@jy4m@matapacos.dog realistically, Israel is just too powerful for any peaceful transition of power, either voluntary or enforced by the international community, to happen.
Coexistence will still translate on acts of intolerance on both sides.
Extremist fringes of Hamas can still blow things up to make Israel pay for its crimes.
Ben Gvir and his friends will still harass Muslims in mosques (and, even if he’s in jail, there’s a very sizeable share of Israel’s population that still agrees with his points).
Demographics will be a ticking bomb until it blows up - Palestinians have much higher fertility rates than Israelis, which will be seen by the most conservative Israelis as an existential threat of long-term ethnic displacement against them.
The prejudice that many Israelis still hold against non-Jews in their land is still there and alive, and it can translate into large-scale episodes of discrimination that can flare things up.
And I’m only scratching the surface of the medium and long term issues here.
In a nutshell, if you try and put those two people in the same peace of land, you won’t have political and social stability in that piece of land for decades to come.
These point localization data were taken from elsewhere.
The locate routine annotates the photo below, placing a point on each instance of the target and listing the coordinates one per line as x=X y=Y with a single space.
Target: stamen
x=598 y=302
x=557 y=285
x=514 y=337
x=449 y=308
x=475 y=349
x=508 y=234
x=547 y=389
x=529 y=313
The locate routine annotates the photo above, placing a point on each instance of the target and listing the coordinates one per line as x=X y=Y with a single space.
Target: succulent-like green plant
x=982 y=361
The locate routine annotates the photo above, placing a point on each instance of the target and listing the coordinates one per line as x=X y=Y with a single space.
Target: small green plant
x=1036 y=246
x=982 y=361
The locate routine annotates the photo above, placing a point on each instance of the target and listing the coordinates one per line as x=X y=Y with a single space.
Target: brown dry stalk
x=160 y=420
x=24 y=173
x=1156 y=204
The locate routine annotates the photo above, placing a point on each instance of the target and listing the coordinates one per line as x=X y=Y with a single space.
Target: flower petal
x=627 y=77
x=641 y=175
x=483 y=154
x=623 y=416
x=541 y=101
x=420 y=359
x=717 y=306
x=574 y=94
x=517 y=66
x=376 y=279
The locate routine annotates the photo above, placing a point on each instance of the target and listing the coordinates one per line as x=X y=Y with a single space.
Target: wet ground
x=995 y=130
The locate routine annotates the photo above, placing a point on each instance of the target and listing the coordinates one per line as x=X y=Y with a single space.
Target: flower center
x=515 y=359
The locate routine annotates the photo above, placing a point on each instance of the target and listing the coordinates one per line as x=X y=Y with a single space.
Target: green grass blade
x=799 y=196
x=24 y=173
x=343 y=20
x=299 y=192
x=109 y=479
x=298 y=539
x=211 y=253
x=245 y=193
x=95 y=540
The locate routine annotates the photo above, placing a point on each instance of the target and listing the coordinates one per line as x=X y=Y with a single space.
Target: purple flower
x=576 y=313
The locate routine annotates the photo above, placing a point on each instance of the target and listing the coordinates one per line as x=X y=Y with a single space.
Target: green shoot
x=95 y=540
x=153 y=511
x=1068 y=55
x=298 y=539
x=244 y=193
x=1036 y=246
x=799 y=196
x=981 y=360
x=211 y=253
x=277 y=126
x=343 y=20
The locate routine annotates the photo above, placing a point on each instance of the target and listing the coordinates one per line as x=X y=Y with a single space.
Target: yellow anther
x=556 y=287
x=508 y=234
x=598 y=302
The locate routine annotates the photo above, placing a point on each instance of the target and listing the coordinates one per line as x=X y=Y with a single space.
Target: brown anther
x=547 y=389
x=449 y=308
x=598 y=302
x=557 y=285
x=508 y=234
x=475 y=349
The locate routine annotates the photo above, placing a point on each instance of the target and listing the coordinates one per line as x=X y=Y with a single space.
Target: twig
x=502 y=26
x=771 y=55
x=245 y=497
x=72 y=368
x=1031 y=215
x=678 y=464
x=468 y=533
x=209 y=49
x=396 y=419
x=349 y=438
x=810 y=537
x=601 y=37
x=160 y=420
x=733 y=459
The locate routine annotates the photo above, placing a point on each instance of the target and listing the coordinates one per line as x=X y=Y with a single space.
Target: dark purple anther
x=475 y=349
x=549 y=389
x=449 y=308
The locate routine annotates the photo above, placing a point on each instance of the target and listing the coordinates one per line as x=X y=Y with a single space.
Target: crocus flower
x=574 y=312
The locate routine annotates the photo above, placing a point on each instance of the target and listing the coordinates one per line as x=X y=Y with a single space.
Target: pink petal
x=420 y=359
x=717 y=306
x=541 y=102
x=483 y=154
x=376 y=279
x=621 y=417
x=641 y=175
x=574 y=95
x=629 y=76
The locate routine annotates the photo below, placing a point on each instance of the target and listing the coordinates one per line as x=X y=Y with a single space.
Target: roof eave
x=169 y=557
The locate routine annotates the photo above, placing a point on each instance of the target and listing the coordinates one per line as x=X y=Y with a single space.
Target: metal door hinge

The two-State solution isn’t easy either (the main question is how to practically connect a State composed of two separate enclaves), but a two-State solution that agrees on the areas assigned by the UN to the respective people in 1967, and confirmed by the Oslo accords, is still the most practical one.
Note that any such deal also means that any settlements built by Israel in those areas are illegal and its occupants must vacate them and give them back to Palestinians. Such a condition may not heal all the wounds, but at least it’d give Palestinians the right to build their State in their assigned territory without fears of being evicted overnight by a lunatic Zionist.